Trump in a tweet over the weekend hit Abrams without mentioning her by name, tweeting Kemp's opponent "is totally unqualified" and "would destroy a great state." 

"Georgia Secretary of State Brian Kemp will be a great governor," Trump wrote. "He has been successful at whatever he has done, and has prepared for this very difficult and complex job for many years. He has my Strong Endorsement." 

While Trump's endorsement has bolstered GOP candidates in some competitive races, it's less clear how it will play in Georgia, a state he won by about 5 percentage points in 2016. A recent SurveyUSA poll found Trump with a 45 percent unfavorability rating, compared to 36 percent favorability. 

Abrams used Trump's endorsement of Kemp as a fundraising opportunity in July.

"Trump just jumped into the race for #GAGov," she tweeted with a donation link. "But if we stand together, Trump and whoever Georgia Republicans nominate next Tuesday won’t stand a chance."

Will Kemp hit Abrams over the flag burning issue? 

Kemp has not yet publicly responded to a resurfaced 1992 news article showing a photo of Abrams burning the state flag, which at the time included an image of the Confederate battle flag. Abrams was a freshman in college at the time. 

The Abrams campaign has defended her action as a "permitted, peaceful protest against the Confederate emblem in the flag." 

Georgia spent the 1990s deeply divided over the flag's Confederate design, which many saw as a symbol of white supremacy. The state ultimately removed its Confederate imagery in 2003.  

Some commentators have also defended Abrams, saying the burning of the flag was a protest against the flag's racist symbology.

The invocation of Confederate imagery in the Georgia race is a reminder of another high-stakes clash between the candidates: their opposing stances on the state's Confederate monuments. 

When Abrams in 2017 called for the removal of a Confederate statue near Atlanta over its ties to a white supremacist history, Kemp said he would defend the monument against "the radical left."

How will the third-party candidate fare? 

Polls that include libertarian candidate Ted Metz find him receiving around 2-3 percent of the vote, potentially enough to sway a tight election.

Metz is a retired former Republican whose platform hinges on the legalization of marijuana, lower tax rates, deregulation, gun rights and more. He also vigorously promotes a call for small government. 

He is a Navy veteran who worked in the insurance and telecom industries before retiring, and he now serves as the chairman of the Libertarian Party of Georgia.

Metz has called both Kemp and Abrams "corrupt" and insisted the voting system is rigged.

"If a vote for the Libertarian is really a vote for the Democrat, and some people would argue it’s really a vote for the Republican, then that must mean a libertarian vote is worth three votes," he said during an interview with the Independent Voter Network. 

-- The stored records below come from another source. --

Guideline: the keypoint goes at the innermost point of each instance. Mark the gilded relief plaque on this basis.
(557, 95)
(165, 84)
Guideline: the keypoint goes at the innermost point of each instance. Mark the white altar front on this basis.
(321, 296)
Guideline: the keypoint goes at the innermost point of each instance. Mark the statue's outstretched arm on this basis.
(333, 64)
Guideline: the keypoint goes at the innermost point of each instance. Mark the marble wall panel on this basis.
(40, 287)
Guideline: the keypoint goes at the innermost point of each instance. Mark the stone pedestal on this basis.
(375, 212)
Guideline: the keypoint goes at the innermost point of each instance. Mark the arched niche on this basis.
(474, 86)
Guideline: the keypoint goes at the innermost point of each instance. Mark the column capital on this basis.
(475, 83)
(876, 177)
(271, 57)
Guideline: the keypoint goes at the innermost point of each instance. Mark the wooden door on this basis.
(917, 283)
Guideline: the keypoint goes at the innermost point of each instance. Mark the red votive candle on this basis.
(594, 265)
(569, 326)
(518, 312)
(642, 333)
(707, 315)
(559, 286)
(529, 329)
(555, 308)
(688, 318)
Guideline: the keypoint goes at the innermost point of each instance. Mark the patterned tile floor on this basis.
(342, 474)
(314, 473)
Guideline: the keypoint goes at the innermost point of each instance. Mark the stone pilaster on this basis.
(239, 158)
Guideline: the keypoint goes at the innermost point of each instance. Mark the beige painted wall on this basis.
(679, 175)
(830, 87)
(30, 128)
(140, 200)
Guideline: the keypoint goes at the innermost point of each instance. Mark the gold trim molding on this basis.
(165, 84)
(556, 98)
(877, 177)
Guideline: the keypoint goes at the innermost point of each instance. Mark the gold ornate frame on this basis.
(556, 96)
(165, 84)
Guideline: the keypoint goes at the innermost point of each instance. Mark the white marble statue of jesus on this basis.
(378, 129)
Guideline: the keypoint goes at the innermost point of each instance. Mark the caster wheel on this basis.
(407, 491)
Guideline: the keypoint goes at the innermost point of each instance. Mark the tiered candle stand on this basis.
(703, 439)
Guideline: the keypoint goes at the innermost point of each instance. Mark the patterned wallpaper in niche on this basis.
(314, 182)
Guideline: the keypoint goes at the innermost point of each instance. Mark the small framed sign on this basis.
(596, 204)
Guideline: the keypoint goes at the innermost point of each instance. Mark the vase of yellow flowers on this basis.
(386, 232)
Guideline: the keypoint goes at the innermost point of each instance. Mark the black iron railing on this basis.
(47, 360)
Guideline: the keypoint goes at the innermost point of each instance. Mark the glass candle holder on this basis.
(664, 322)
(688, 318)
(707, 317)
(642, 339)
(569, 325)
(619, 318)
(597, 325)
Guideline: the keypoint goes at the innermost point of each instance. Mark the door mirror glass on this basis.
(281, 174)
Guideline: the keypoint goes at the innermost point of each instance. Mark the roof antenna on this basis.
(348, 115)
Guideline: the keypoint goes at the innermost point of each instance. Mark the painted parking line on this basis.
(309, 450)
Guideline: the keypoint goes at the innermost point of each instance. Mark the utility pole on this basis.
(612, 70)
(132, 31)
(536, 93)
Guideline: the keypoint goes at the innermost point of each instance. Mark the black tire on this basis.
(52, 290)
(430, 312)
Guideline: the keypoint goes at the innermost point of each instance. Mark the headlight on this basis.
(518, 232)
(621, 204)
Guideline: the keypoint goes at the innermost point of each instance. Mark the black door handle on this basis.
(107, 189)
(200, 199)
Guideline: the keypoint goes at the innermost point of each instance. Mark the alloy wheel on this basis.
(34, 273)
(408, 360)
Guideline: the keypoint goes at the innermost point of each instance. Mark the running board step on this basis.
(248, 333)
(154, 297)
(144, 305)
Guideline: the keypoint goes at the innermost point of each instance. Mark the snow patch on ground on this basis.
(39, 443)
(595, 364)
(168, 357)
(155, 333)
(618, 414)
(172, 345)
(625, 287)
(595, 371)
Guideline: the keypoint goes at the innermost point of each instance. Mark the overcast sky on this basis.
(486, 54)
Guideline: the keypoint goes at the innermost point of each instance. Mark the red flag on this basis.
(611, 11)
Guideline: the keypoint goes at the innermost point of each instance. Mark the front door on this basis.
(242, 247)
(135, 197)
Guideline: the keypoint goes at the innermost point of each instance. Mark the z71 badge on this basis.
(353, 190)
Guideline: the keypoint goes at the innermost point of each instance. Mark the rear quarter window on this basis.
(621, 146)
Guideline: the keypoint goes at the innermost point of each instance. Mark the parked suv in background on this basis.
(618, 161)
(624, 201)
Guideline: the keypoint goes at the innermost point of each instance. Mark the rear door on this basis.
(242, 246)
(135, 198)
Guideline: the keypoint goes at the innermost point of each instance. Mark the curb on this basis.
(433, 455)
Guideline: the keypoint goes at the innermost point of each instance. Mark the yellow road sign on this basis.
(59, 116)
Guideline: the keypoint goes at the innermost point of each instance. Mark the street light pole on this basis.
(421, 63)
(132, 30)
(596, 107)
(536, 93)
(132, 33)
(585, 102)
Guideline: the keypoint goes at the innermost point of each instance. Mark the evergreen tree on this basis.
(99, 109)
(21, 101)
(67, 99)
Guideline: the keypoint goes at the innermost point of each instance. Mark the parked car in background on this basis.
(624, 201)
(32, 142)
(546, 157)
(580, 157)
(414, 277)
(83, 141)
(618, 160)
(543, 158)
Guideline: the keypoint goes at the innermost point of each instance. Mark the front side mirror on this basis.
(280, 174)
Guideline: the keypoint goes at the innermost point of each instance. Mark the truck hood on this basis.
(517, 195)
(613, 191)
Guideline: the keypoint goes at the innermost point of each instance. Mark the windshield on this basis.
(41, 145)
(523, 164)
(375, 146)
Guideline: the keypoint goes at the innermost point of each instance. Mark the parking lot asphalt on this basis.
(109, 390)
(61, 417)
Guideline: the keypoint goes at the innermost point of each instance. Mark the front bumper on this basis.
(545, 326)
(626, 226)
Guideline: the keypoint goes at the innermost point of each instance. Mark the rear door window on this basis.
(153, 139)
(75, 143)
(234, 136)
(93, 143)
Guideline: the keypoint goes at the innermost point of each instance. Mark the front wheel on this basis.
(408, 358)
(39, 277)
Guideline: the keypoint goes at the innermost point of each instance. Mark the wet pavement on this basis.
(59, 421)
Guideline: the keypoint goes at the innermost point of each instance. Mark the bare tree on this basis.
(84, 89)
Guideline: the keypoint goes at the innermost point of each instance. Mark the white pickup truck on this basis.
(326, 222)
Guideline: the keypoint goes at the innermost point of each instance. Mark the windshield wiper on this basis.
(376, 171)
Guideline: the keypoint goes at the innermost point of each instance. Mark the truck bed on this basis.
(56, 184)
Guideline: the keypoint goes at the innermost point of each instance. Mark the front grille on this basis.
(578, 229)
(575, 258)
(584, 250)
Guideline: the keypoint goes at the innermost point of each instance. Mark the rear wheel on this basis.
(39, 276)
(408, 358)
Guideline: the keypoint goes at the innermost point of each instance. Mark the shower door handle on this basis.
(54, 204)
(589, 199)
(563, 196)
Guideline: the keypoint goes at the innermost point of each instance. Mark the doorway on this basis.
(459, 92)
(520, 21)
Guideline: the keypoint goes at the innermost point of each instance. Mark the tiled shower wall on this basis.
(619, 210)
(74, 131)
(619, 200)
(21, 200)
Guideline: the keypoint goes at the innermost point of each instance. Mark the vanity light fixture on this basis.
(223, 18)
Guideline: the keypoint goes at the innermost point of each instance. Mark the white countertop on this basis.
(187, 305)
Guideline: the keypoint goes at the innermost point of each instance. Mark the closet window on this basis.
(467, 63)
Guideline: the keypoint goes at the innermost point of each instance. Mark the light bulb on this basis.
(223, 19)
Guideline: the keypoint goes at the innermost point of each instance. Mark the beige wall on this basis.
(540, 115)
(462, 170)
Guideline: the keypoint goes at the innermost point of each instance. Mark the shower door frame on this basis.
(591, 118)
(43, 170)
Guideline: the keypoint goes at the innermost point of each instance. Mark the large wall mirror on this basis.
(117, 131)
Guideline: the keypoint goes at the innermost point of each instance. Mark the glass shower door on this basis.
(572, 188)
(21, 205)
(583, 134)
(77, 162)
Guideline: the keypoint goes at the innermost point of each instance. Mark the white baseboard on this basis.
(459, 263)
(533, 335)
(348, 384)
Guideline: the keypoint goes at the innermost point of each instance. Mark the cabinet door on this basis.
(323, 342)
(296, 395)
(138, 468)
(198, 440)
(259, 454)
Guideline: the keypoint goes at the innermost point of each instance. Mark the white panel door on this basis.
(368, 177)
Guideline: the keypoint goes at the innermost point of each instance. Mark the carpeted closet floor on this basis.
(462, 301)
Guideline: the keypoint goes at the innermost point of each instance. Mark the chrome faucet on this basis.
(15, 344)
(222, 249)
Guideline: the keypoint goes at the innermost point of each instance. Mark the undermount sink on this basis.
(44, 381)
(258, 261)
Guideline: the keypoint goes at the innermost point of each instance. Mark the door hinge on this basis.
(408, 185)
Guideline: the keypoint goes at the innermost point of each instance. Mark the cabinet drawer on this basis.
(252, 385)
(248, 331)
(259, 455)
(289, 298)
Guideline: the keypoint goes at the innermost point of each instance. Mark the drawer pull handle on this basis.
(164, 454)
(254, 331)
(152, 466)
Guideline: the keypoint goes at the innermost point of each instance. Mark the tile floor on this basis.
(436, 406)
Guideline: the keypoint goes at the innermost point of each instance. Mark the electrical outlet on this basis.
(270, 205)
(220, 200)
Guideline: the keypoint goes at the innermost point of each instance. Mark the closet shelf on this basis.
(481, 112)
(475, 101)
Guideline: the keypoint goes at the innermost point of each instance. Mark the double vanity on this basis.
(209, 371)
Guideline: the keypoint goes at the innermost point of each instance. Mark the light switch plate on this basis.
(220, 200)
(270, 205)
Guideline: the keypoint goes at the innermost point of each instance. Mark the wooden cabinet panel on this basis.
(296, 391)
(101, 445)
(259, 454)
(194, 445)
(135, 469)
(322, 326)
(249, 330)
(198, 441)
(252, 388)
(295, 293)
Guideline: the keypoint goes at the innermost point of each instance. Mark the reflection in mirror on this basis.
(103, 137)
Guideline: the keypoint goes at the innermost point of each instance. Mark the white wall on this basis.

"I try at every chance I get to speak to tell people that the essence of libertarianism is 'leave me alone,' 'don’t tell me what to do,' 'don’t steal my stuff,'" he added. "And most people totally agree with that." 

What will the candidates say about immigration? 

During the Republican primary, Kemp campaigned on a hard-line immigration stance, appearing in an ad driving a pick-up truck and promising to personally "round up criminal illegals" himself.

He has since sought to tone down his extreme rhetoric on a number of issues, including immigration, as candidates must compete not only in conservative rural areas but also for more moderate voters in places like Atlanta.

Abrams's pro-immigration views have not played a central role in her campaign, but she has vowed to "stand with" Georgia's immigrant communities and called for the federal government to take on the issue with "bipartisan legislation."

Kemp, on the other hand, has proposed creating a database to track immigrants with criminal convictions and called to speed up deportations. He frequently vows to protect "hardworking Georgians" from "illegal" immigrants.

Kemp's harsh stance on immigration played well with Trump voters, but he'll now have to walk the line between wooing moderates and maintaining that base.

Trump has recently put immigration front and center, seeking to stoke fears over a migrant "caravan" approaching the U.S. border and likely forcing candidates in the midterm races to address the issue.